A sample of 66 grand fir (Abies grandis) trees was selected from national forests around northern and central Idaho. The trees were selected to be dominant in their environment, with no visible evidence of crown damage, forks, broken tops, etc. For each tree the habitat type and the national forest from which it came were recorded. We have data from nine national forests and six different habitat types.
A data frame with 542 observations on the following 6 variables.
National forest number.
Habitat code (see Details).
Bole diameter at 1.37 m, in inches
Tree height, in feet.
Age at which measurement was taken.
For each tree the height, diameter and age were measured (age is measured using tree rings), then the tree was split lengthways, which allows you to determine the height and diameter of the tree at any age. In this instance height and diameter were recorded for the age the tree was felled and then at ten year periods going back in time. The diameter of the tree was measured at a height of 1.37 m (4'6”), which is called breast height in forestry. The height refers to the height of the main trunk only.
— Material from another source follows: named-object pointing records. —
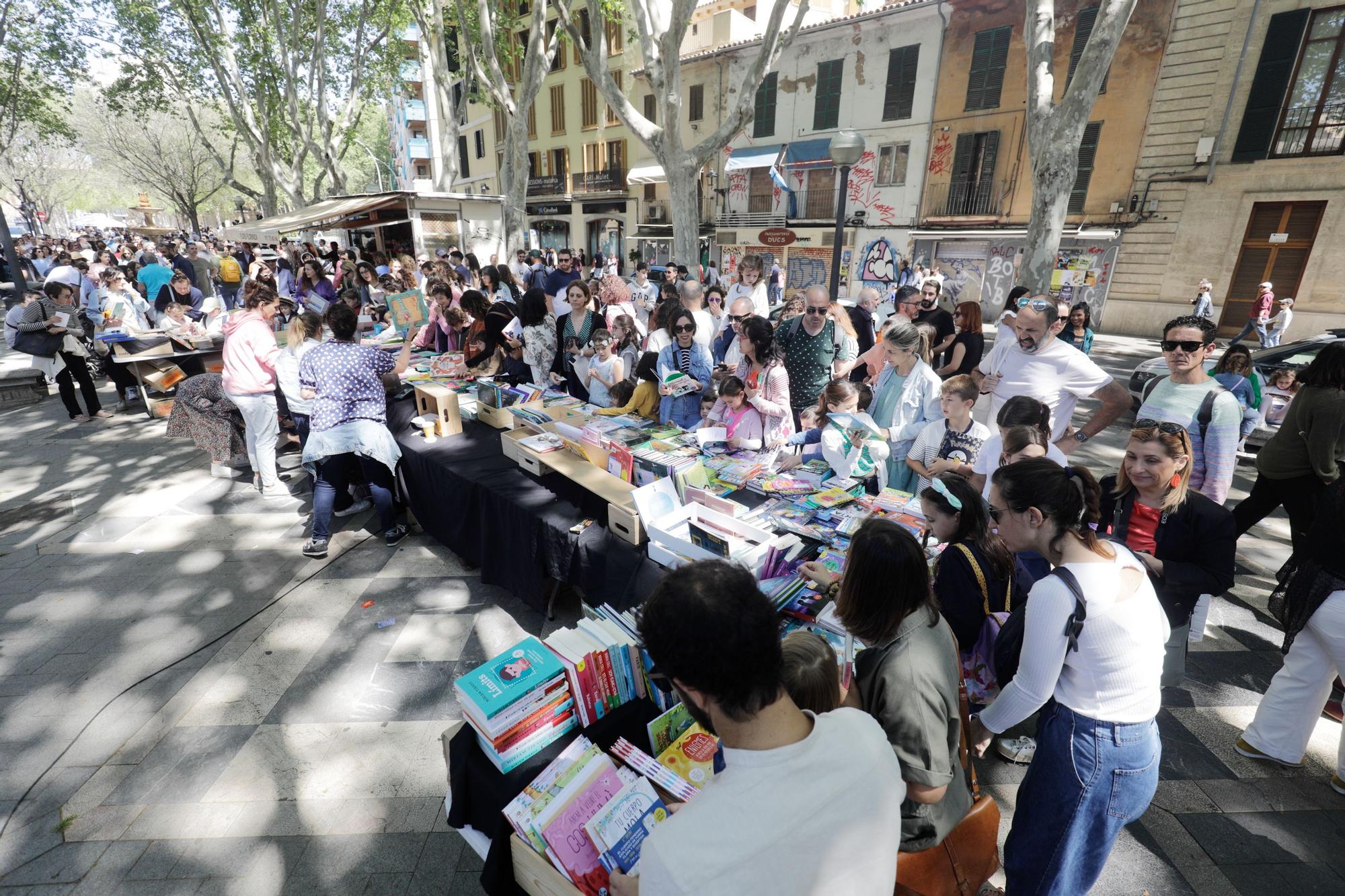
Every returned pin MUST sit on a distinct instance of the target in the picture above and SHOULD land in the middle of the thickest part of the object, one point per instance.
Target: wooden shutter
(989, 58)
(1276, 68)
(827, 111)
(902, 83)
(1083, 30)
(763, 118)
(1087, 155)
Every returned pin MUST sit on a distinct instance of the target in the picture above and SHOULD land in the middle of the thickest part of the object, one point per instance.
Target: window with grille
(827, 108)
(1083, 29)
(763, 118)
(613, 118)
(588, 104)
(989, 58)
(558, 110)
(1087, 155)
(902, 83)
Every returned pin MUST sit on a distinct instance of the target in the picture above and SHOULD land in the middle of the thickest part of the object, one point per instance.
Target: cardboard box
(670, 533)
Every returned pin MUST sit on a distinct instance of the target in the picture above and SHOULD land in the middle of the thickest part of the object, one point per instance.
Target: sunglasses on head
(1036, 304)
(1161, 425)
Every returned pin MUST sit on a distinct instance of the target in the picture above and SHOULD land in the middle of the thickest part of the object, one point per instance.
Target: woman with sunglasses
(692, 358)
(1091, 662)
(1184, 538)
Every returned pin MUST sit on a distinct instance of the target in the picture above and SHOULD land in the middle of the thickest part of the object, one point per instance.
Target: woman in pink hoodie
(249, 380)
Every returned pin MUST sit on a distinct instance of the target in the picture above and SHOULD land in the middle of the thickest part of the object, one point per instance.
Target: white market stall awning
(754, 158)
(646, 174)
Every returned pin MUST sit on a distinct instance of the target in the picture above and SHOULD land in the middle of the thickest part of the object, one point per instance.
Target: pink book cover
(567, 836)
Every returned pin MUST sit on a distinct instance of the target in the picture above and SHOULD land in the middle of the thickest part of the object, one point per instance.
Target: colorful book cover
(668, 727)
(500, 682)
(566, 833)
(692, 756)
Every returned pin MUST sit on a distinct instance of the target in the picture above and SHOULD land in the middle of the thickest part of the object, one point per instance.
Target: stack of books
(603, 663)
(518, 702)
(587, 815)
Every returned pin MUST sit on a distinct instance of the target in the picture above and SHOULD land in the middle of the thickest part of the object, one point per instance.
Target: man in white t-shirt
(693, 299)
(832, 780)
(1052, 372)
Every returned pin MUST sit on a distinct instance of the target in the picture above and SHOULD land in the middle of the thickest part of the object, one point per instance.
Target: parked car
(1266, 361)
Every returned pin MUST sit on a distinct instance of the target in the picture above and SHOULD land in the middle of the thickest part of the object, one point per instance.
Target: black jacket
(1196, 544)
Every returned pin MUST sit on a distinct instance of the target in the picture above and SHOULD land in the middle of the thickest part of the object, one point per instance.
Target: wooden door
(1261, 260)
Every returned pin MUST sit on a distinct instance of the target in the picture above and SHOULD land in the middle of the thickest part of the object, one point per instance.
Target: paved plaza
(274, 739)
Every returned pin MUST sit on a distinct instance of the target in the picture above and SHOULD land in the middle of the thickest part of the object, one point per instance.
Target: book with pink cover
(567, 837)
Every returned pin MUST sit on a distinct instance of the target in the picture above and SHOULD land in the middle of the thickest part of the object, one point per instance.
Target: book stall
(572, 752)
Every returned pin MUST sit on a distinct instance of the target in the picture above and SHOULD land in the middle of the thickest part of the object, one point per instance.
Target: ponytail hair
(1069, 497)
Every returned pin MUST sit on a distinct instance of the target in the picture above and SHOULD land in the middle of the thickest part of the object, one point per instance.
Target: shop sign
(777, 237)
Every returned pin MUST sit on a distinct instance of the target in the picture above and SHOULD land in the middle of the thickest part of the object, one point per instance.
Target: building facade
(1242, 177)
(978, 182)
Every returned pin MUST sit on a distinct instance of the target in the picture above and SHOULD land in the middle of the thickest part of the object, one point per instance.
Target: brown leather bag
(970, 853)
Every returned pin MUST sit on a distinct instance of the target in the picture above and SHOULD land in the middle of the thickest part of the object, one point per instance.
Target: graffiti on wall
(879, 264)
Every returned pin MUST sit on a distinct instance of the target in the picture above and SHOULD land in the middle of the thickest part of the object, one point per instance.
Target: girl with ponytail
(1091, 662)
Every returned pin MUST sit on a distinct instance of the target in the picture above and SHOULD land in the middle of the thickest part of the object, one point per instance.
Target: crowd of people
(1059, 594)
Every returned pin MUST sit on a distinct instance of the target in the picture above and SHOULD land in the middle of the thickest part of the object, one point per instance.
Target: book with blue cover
(500, 682)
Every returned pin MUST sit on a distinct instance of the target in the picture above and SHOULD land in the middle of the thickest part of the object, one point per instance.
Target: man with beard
(716, 639)
(1052, 372)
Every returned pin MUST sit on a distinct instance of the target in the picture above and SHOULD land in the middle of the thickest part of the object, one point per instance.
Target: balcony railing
(1308, 134)
(547, 186)
(962, 198)
(605, 181)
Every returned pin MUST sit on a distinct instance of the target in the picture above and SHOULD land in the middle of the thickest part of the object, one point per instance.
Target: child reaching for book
(742, 421)
(853, 454)
(603, 372)
(950, 444)
(645, 399)
(812, 673)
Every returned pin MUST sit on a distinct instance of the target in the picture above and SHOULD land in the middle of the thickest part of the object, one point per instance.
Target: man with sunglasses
(559, 282)
(814, 350)
(1190, 397)
(1052, 372)
(782, 764)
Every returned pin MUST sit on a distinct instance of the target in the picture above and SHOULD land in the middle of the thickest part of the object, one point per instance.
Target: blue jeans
(334, 477)
(1087, 780)
(1247, 329)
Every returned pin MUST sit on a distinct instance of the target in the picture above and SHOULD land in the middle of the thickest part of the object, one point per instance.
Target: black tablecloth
(481, 791)
(512, 525)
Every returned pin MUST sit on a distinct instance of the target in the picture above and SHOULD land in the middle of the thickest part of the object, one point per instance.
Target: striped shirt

The habitats corresponding to codes 1 through 5 are: Ts/Pach; Ts/Op; Th/Pach; AG/Pach and PA/Pach. These codes refer to the climax tree species, which is the most shade-tolerant species that can grow on the site, and the dominant understorey plant, respectively. Ts refers to Thuja plicata and Tsuga heterophylla, Th refers to just Thuja plicata, AG is Abies grandis, PA is Picea engelmanii and Abies lasiocarpa, Pach is Pachistima myrsinites, and Op is the nasty Oplopanaz horridurn. Grand fir is considered a major climax species for AG/Pach, a major seral species for Th/Pach and PA/Pach, and a minor seral species for Ts/Pach and Ts/Op. Loosely speaking, a community is seral if there is evidence that at least some of the species are temporary, and climax if the community is self-regenerating (Daubenmire, 1952).
These data were kindly supplied by Dr Al Stage, Principal Mensurationist (retired), USDA Forest Service Foresct Sciences Laboratory, Moscow, ID, USA.
R. Daubenmire, 1952. Forest Vegetation of Northern Idaho and Adjacent Washington, and Its Bearing on Concepts of Vegetation Classification, Ecological Monographs 22, 301–330.
A. R. Stage, 1963. A mathematical approach to polymorphic site index curves for grand fir. Forest Science 9, 167–180.